Am 31. Juli 1949 konnte der Sportplatz dann feierlich eingeweiht werden. Welch hohen Stellenwert der neue Platz hatte, lässt sich aus den Zeilen herauslesen, die Heinz Metke zur Sportplatzweihe in das Protokollbuch schrieb: „Endlich, endlich ist es soweit!!! Es war für uns alle eine große Genugtuung, wenn wir den neu erbauten Platz vor uns liegen sahen. Unser aller inniger Wunsch, auch einen Sportplatz zu haben, war nun endlich in Erfüllung gegangen“.

Im Dorf waren die Straßen und Häuser geschmückt und um den ganzen Sportplatz herum wurde eine Papiergirlande gezogen. Nach dem Festgottesdienst auf dem Friedhof setzte sich dann der Festzug von der heutigen Bahnhofstraße aus durch das Dorf in Richtung Sportplatz in Bewegung. Voran die Schulkinder mit bunten Fähnchen, dann eine Reitergruppe. Von zwei Sportkameraden wurde ein festlich geschmückter Ball, der mit einem Holzrahmen versehen war zum Sportplatz getragen. Die Ehrenmitglieder und Gründer des Vereins, sowie Bürgermeister August Metke und Landrat August Eckel wurden in Kutschen gefahren. In seiner Begrüßungsrede zur Einweihungsfeier dankte der Vorsitzende Johannes Vestweber allen, die den Bau des Sportplatzes ermöglicht, daran mitgearbeitet oder finanziell unterstützt hatten. Landrat August Eckel sprach der Gemeinde Halsdorf zu der neuen Sportplatzanlage seine Glückwünsche aus und wies in seiner Weiherede auf den „hohen Stellenwert der Leibesübungen“ für die Jugend hin, die „dadurch nicht nur ihren Körper ertüchtige, sondern auch durch die notwendige Unterordnung zu staatsbürgerlichen Tugenden erzogen werde“. Die Einweihungsfeier wurde von einigen Liedvorträgen des Männergesangvereins Halsdorf umrahmt. Wohl über 3.000 Zuschauer wohnten anschließend den beiden Fußballspielen bei, über die folgendes am 2. August 1949 in der Presse zu lesen war:

Hessen Frankenberg – Wohratal-Süd (diese Mannschaft bestand aus Spielern der Vereine aus Burgholz, Emsdorf, Erksdorf, Hatzbach, Rauschenberg und Wolferode): Mit beiden Mannschaften standen sich zwei gleichwertige Gegner gegenüber. Die technische Überlegenheit der Frankenberger glich die Auswahl-Elf durch vermehrten Einsatz aus, so daß das Spiel verdientermaßen 2:2 endete. Eine Niederlage der Wohrataler wurde durch ihren Torwart Mädel (Rauschenberg) verhindert, der der beste Mann der Auswahl war. Das Unentschieden ergab sich kurz vor Schluß durch ein Selbsttor der Wohrataler.

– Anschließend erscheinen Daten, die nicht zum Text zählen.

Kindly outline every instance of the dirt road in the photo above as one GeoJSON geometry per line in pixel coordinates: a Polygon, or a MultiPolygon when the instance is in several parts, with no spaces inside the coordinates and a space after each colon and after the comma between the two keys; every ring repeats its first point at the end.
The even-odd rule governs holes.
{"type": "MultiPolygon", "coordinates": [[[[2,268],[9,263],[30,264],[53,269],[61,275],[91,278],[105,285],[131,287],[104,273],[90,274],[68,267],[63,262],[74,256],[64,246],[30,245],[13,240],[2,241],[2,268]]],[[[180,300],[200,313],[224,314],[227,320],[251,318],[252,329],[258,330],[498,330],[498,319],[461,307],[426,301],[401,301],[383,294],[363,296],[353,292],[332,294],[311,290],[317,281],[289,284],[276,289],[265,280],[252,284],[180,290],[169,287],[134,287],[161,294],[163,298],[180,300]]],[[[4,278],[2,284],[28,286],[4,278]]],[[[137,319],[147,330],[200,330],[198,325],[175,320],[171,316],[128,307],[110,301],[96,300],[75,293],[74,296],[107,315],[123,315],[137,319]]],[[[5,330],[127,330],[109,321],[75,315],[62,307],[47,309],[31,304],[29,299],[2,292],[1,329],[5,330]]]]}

VfL Marburg – Wohratal-Nord (diese Mannschaft bestand aus Spielern der Vereine aus Bracht, Ernsthausen, Halsdorf, Josbach und Wohra): In diesem Spiel demonstrierten die Marburger ein typisches Werbespiel. Man sah, wie Fußball wirklich gespielt werden soll, denn die VfL-Mannschaft zeigte ein ausgezeichnetes Zusammenspiel und einen erstklassigen Flachpaß. Die Auswahlelf, die großen Eifer an den Tag legte, setzte alle Kräfte ein, musste aber auf das Dreieckspiel der Marburger eingehen und sich mit 4:0 geschlagen geben. Das Torverhältnis wäre noch höher gewesen, wenn die Marburger in der zweiten Halbzeit nicht verhalten gespielt hätten.

Nach den beiden Fußballspielen ging man dann zum gemütlichen Teil über. Zur „Volksbelustigung“ diente auch ein Karussell. Dieses Karussell hätte zwar mit Wechselstrom angetrieben werden können, es war vor Ort aber nur Gleichstrom vorhanden. Um nun die zahlreichen Gäste nicht zu enttäuschen, entschloss man sich, das Karussell mit Hilfe eines Pferdes anzutreiben, das dann im Inneren des Karussells seine Runden drehte. In dem eigens für die Platzweihe aufgestellten Festzelt ging es hoch her. Die Stimmung war großartig, bis zum frühen Morgen hinein wurde gefeiert, getanzt und gesungen.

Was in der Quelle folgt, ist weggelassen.